Streaming log intelligence agent — detects operational failures and security threats with online ML
Project description
Seerflow
A streaming, entity-centric log intelligence agent that detects operational failures and security threats across log sources. Combines traditional ML (fast, cheap) for bulk detection with Sigma rules (3,000+ community detections) for known threat patterns.
Status
Alpha — Full ingestion + detection + Sigma rules pipeline operational.
Installation
From PyPI (recommended — fastest path)
pip install seerflow
# or, with uv:
uv pip install seerflow
The wheel bundles the pre-built React dashboard, the 63 curated Sigma rules, and every runtime dependency. No build step, no Node toolchain required.
From source
git clone https://github.com/seerflow/seerflow.git
cd seerflow
uv sync
Use the source install for development or to run the latest unreleased changes. See CONTRIBUTING.md for the full dev setup.
Quick Start
Zero to first alert in under 5 minutes
These steps take well under 5 minutes on a fresh machine — no Docker, no database, no config file, no tuning required (Seerflow runs zero-config with sensible defaults — NFR-006):
- Install (~30s):
pip install seerflow - Start the pipeline (~10s):
seerflow start— boots receivers, detection engines, and the dashboard with built-in defaults (SQLite, syslog + OTLP + webhooks). No config file needed for the first run. - Send a log line that trips an anomaly or Sigma rule (~1m, see the
syslog example below) and watch the
WARNING ANOMALY .../WARNING SIGMA ...line print to the console and the alert appear in the dashboard athttp://127.0.0.1:8080/.

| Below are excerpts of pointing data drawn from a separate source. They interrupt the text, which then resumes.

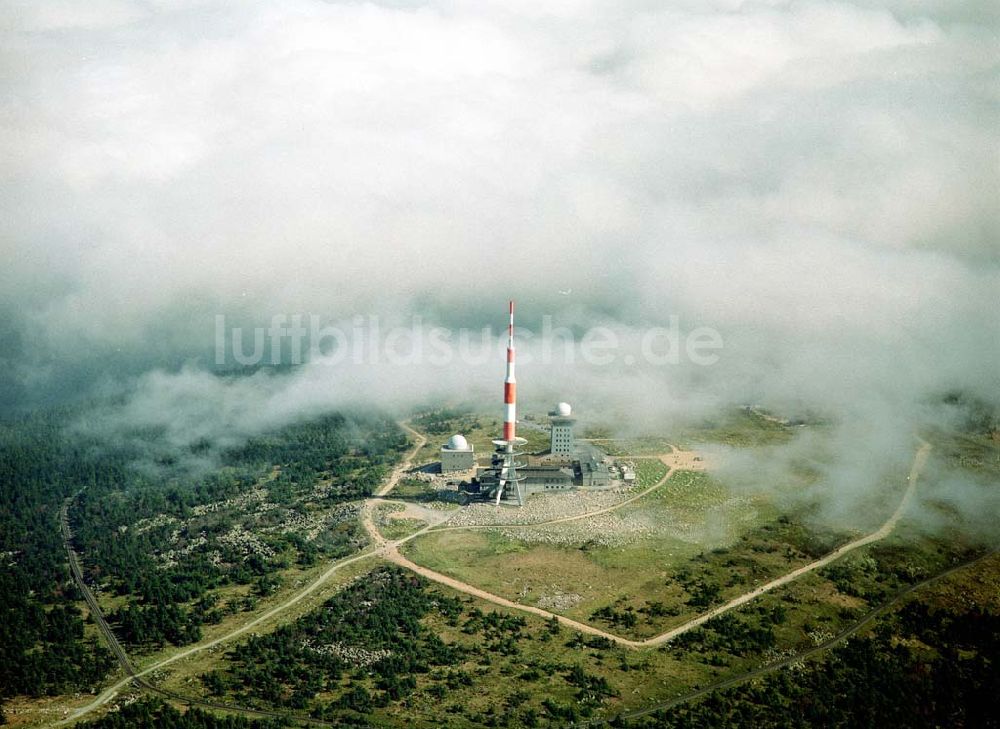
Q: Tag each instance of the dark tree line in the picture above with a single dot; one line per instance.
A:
(920, 668)
(114, 484)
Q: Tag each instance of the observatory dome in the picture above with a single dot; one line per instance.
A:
(457, 443)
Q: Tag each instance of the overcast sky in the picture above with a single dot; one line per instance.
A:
(817, 181)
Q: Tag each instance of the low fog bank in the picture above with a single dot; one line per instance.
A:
(814, 182)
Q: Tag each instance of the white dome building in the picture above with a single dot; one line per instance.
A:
(457, 455)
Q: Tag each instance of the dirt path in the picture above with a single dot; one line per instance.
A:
(391, 552)
(390, 483)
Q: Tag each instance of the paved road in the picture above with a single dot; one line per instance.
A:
(133, 674)
(391, 552)
(847, 632)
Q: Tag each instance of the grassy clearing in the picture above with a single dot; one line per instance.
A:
(181, 675)
(644, 446)
(648, 472)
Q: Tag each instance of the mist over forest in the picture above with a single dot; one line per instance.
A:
(814, 182)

Total: well inside 5 minutes — install dominates, detection is instant once
events flow. Drop in a seerflow.yaml (copy seerflow.example.yaml) only
when you want to change ports, backends, or detector tuning.
# Install from source
git clone https://github.com/seerflow/seerflow.git
cd seerflow
uv sync
# Copy and edit the example config
cp seerflow.example.yaml seerflow.yaml
# Start the pipeline (also serves the React dashboard)

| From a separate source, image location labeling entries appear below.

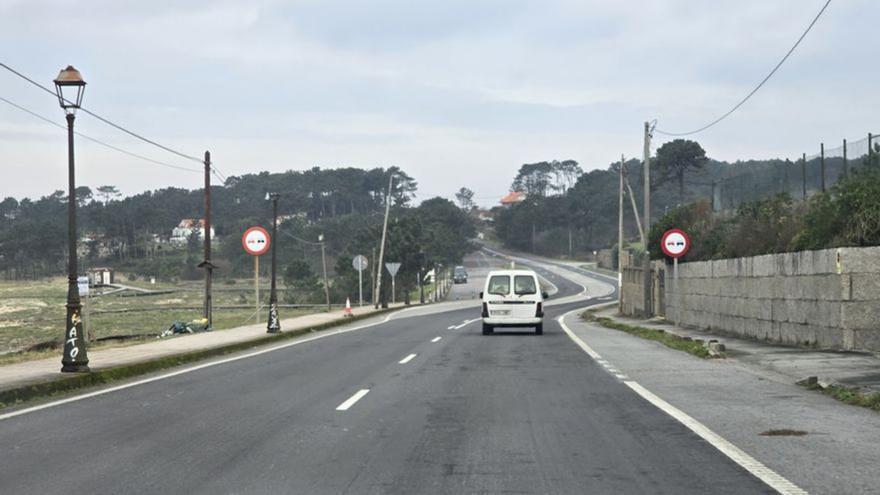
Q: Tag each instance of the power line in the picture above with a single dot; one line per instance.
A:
(102, 119)
(298, 239)
(742, 102)
(97, 141)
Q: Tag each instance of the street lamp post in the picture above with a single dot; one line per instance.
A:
(274, 326)
(69, 87)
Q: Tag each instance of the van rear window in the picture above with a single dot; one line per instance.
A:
(499, 285)
(524, 284)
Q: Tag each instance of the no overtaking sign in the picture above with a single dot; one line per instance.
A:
(675, 243)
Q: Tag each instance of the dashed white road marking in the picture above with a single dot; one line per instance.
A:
(466, 322)
(354, 398)
(734, 453)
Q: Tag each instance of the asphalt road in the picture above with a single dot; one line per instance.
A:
(465, 413)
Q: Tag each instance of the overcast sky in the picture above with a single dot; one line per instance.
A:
(455, 92)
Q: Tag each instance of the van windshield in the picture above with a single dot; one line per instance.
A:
(524, 284)
(499, 285)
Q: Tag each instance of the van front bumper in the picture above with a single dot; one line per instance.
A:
(501, 321)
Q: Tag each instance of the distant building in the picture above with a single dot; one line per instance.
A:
(100, 276)
(513, 198)
(186, 228)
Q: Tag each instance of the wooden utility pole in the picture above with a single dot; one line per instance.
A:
(620, 233)
(646, 263)
(206, 264)
(382, 246)
(324, 262)
(804, 174)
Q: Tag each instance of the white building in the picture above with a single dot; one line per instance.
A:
(186, 227)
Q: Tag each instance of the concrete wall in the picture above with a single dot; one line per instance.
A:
(828, 298)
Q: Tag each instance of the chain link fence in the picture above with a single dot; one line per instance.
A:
(800, 178)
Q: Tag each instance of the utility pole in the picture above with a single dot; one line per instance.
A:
(206, 264)
(620, 233)
(646, 265)
(324, 262)
(804, 174)
(274, 325)
(382, 246)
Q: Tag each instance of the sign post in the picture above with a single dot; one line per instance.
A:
(255, 241)
(675, 244)
(392, 269)
(360, 264)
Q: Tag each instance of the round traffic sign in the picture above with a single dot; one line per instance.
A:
(255, 241)
(360, 263)
(675, 243)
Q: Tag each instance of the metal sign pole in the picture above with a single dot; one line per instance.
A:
(360, 288)
(675, 283)
(257, 285)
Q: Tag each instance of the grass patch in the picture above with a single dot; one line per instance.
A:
(69, 384)
(849, 395)
(667, 339)
(783, 432)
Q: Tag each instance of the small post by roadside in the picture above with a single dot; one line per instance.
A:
(257, 286)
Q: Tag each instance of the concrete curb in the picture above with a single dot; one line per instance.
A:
(57, 386)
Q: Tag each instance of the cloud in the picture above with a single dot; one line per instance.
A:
(478, 87)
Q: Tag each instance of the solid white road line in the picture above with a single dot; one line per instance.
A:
(117, 388)
(749, 463)
(734, 453)
(354, 398)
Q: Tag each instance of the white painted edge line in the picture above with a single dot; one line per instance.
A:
(749, 463)
(354, 398)
(734, 453)
(466, 323)
(117, 388)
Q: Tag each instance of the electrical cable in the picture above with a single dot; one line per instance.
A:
(742, 102)
(97, 141)
(102, 119)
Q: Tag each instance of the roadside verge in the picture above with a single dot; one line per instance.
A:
(66, 384)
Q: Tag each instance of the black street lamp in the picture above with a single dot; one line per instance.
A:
(274, 326)
(69, 86)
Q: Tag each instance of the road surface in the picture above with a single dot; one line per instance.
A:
(420, 403)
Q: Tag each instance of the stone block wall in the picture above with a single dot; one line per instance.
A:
(828, 298)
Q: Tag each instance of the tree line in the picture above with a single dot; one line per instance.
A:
(345, 205)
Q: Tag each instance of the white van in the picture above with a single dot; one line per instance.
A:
(513, 298)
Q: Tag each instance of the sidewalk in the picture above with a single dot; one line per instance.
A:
(782, 363)
(29, 372)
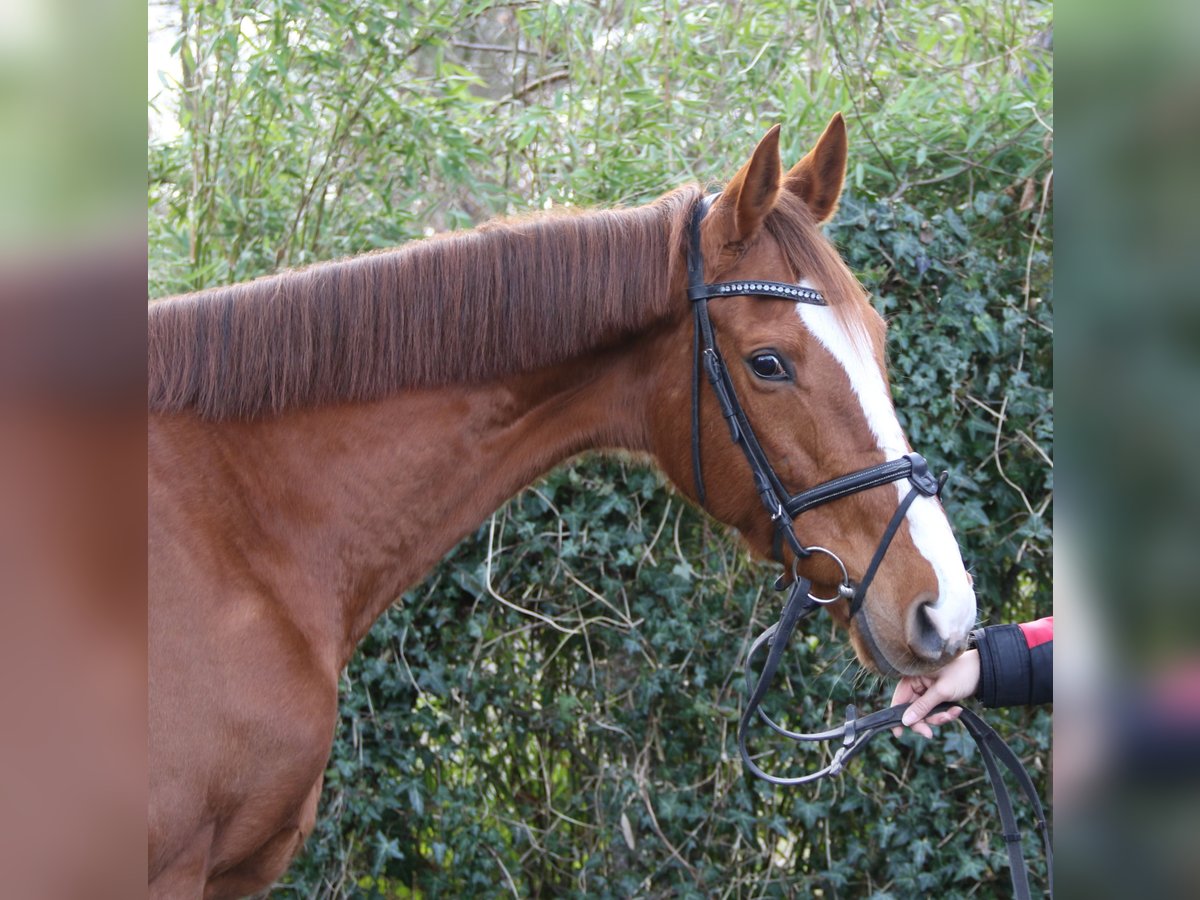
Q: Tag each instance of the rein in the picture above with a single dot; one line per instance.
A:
(784, 508)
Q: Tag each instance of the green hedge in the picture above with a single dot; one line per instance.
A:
(484, 751)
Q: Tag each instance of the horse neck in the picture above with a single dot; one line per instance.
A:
(342, 508)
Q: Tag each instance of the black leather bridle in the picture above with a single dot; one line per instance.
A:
(784, 508)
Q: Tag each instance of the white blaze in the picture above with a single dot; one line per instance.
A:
(954, 612)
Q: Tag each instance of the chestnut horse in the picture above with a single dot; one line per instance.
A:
(318, 439)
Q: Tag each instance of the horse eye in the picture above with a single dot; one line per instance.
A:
(769, 366)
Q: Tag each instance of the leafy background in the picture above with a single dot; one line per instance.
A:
(587, 750)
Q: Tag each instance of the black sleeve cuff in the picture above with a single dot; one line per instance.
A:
(1005, 666)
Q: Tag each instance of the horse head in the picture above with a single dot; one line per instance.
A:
(811, 381)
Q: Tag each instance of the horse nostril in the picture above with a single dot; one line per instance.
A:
(924, 639)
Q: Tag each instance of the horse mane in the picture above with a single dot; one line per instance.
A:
(513, 295)
(509, 297)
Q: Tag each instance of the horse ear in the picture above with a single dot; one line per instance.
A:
(817, 178)
(753, 191)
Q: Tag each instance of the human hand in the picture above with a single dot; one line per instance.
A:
(955, 681)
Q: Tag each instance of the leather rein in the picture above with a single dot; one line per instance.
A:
(784, 508)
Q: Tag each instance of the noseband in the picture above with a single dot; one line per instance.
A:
(784, 509)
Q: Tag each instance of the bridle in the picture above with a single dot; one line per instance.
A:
(784, 509)
(783, 505)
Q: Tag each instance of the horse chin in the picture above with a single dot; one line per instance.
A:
(870, 653)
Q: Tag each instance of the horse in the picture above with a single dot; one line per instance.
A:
(319, 438)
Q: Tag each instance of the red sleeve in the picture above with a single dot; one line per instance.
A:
(1038, 633)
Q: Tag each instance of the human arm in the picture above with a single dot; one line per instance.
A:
(1011, 665)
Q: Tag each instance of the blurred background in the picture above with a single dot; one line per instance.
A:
(598, 760)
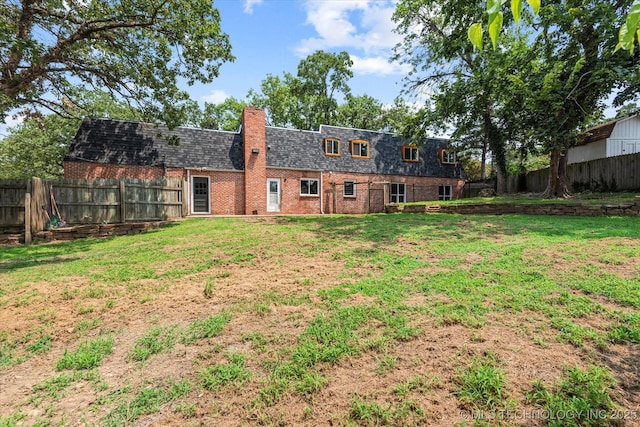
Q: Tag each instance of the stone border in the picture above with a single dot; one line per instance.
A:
(84, 231)
(566, 209)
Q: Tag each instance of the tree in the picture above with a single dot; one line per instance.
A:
(36, 147)
(226, 115)
(469, 89)
(539, 92)
(137, 50)
(310, 98)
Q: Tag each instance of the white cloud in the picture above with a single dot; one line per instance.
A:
(250, 4)
(362, 25)
(216, 96)
(378, 65)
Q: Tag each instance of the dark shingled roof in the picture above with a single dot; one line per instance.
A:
(288, 148)
(130, 143)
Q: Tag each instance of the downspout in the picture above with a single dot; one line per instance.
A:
(321, 198)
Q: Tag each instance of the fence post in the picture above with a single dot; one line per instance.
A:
(27, 218)
(123, 202)
(334, 196)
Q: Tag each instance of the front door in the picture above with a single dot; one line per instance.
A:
(200, 195)
(273, 195)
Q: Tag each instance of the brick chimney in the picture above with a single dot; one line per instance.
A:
(254, 139)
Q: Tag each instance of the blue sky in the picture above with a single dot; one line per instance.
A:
(272, 36)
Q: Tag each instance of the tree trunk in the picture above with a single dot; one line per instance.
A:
(557, 186)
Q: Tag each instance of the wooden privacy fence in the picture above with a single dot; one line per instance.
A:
(620, 173)
(26, 204)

uv run python -m seerflow start
# → React dashboard: http://127.0.0.1:8080/
# → REST API: http://127.0.0.1:8080/api/v1/
# → WebSocket stream: ws://127.0.0.1:8080/api/v1/ws
A single seerflow start boots the receivers, detection engines, and the
FastAPI dashboard on dashboard_port (default 8080). No second uvicorn
process is required — the wheel ships the built React assets and the CLI
mounts them via the same FastAPI app that exposes /api/v1/*.
Command Line
# Start with default config (seerflow.yaml in current directory)

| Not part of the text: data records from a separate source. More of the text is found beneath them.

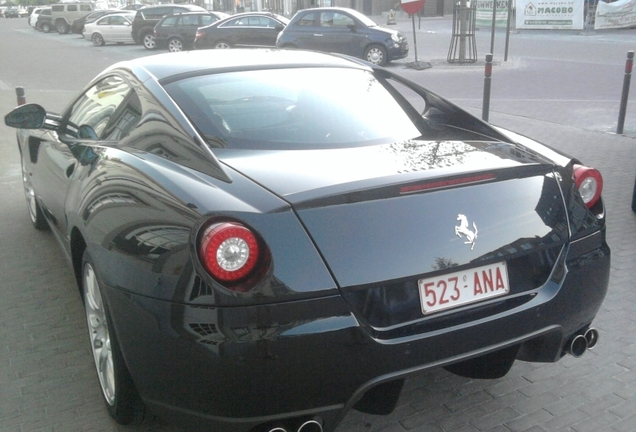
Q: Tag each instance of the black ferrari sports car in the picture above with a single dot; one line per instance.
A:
(266, 239)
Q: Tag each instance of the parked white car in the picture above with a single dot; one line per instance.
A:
(34, 16)
(113, 28)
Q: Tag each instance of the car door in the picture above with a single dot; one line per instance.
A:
(91, 118)
(263, 31)
(119, 28)
(187, 28)
(337, 33)
(306, 31)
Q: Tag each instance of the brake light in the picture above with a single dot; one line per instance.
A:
(589, 183)
(229, 251)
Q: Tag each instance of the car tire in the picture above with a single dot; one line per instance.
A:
(35, 211)
(175, 45)
(119, 392)
(97, 39)
(62, 27)
(376, 54)
(148, 41)
(222, 45)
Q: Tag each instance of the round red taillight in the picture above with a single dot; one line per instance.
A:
(589, 183)
(229, 251)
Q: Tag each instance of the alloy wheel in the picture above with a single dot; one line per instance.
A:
(99, 334)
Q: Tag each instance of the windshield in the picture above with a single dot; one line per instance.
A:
(293, 108)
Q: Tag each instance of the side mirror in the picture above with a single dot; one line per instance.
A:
(30, 116)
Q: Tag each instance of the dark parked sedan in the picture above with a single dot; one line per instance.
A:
(269, 238)
(344, 31)
(250, 29)
(177, 32)
(77, 26)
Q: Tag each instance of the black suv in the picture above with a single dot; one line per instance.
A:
(43, 22)
(177, 32)
(146, 18)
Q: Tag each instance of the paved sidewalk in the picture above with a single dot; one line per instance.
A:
(47, 381)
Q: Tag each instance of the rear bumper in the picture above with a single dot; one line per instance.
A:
(235, 368)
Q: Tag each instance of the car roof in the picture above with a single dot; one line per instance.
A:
(256, 13)
(173, 66)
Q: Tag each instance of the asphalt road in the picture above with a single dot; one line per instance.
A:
(562, 88)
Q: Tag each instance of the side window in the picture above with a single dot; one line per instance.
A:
(235, 22)
(207, 19)
(342, 20)
(169, 22)
(158, 13)
(190, 20)
(116, 20)
(306, 20)
(108, 110)
(257, 22)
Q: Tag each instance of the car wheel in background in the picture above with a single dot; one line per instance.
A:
(175, 45)
(222, 45)
(148, 40)
(375, 54)
(122, 400)
(97, 39)
(62, 27)
(35, 211)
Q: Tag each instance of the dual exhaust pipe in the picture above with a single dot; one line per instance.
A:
(581, 342)
(298, 425)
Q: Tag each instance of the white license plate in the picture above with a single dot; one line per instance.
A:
(463, 287)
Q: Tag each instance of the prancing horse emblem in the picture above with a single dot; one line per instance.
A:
(464, 230)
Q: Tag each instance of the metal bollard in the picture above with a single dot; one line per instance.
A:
(626, 81)
(19, 92)
(634, 198)
(487, 78)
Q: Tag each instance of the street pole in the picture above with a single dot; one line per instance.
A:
(626, 81)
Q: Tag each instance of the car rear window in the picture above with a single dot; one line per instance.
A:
(293, 108)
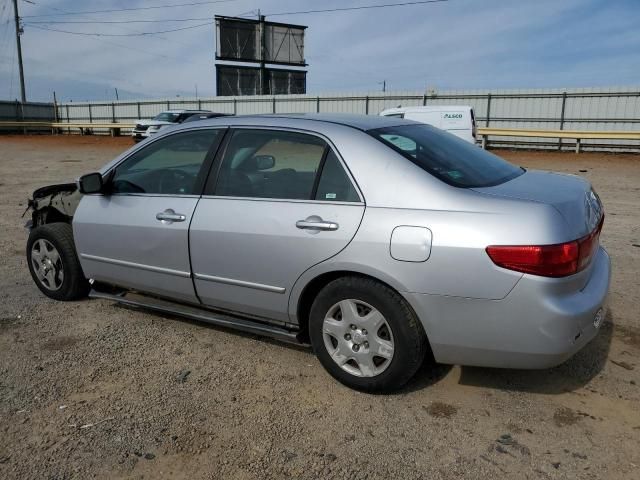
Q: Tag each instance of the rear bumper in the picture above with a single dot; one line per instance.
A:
(536, 326)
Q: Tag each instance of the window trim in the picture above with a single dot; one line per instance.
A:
(212, 180)
(203, 173)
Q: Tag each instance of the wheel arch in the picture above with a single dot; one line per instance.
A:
(46, 215)
(304, 293)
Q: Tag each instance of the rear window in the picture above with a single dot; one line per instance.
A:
(447, 157)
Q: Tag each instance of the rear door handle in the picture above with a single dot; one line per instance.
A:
(170, 216)
(316, 225)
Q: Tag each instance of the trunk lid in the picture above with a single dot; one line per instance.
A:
(571, 195)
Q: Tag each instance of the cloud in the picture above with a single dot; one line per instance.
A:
(457, 44)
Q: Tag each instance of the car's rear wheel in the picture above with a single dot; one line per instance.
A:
(366, 335)
(53, 262)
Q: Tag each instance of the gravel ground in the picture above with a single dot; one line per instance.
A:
(95, 390)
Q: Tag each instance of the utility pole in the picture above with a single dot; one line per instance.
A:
(19, 45)
(263, 70)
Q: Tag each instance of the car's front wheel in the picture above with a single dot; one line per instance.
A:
(366, 335)
(53, 262)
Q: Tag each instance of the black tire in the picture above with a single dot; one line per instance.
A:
(60, 235)
(409, 340)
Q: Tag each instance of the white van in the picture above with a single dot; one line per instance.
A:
(459, 120)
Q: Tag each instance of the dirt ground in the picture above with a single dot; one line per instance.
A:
(94, 390)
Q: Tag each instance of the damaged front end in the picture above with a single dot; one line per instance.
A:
(53, 203)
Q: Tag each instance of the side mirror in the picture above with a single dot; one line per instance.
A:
(91, 183)
(264, 162)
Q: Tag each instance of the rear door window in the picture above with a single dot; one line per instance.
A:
(334, 184)
(452, 160)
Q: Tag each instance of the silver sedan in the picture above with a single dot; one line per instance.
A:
(375, 239)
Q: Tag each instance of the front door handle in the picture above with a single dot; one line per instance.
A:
(169, 216)
(312, 224)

uv run python -m seerflow start
# Start with a specific config file
uv run python -m seerflow --config /path/to/seerflow.yaml start
# Show version
uv run python -m seerflow --version
Inspect loaded detection rules
# List everything
uv run python -m seerflow rules list
# Only rules tagged with a MITRE technique (prefix match includes sub-techniques)
uv run python -m seerflow rules list --technique T1053
# Filter by tactic (name or ATT&CK ID)
uv run python -m seerflow rules list --tactic persistence
uv run python -m seerflow rules list --tactic TA0003
# JSON for scripting
uv run python -m seerflow rules list --format json
Docker
# Build and run with SQLite defaults (zero config)
docker compose up -d
# Run with PostgreSQL (set password first)
export POSTGRES_PASSWORD=your-secure-password
docker compose --profile postgres up -d
# Or run standalone from a registry image
docker run -p 8080:8080 -p 4317:4317 -p 514:514/udp seerflow/seerflow
# Mount a custom config
docker run -v ./seerflow.yaml:/app/seerflow.yaml:ro seerflow/seerflow
What It Does
- Ingests logs from multiple sources simultaneously (syslog, OTLP gRPC/HTTP, file tailing, webhooks)
- Parses each log line with Drain3 (template extraction) and regex entity extraction (IPs, users, hosts, files, domains, processes)
- Resolves entities to deterministic UUID5 IDs for cross-source correlation
- Scores events with an ML ensemble: Half-Space Trees (content), Holt-Winters (volume), CUSUM (change), Markov chains (sequence) -- blended with z-normalization
- Thresholds scores with biDSPOT (EVT-based auto-threshold -- no manual tuning)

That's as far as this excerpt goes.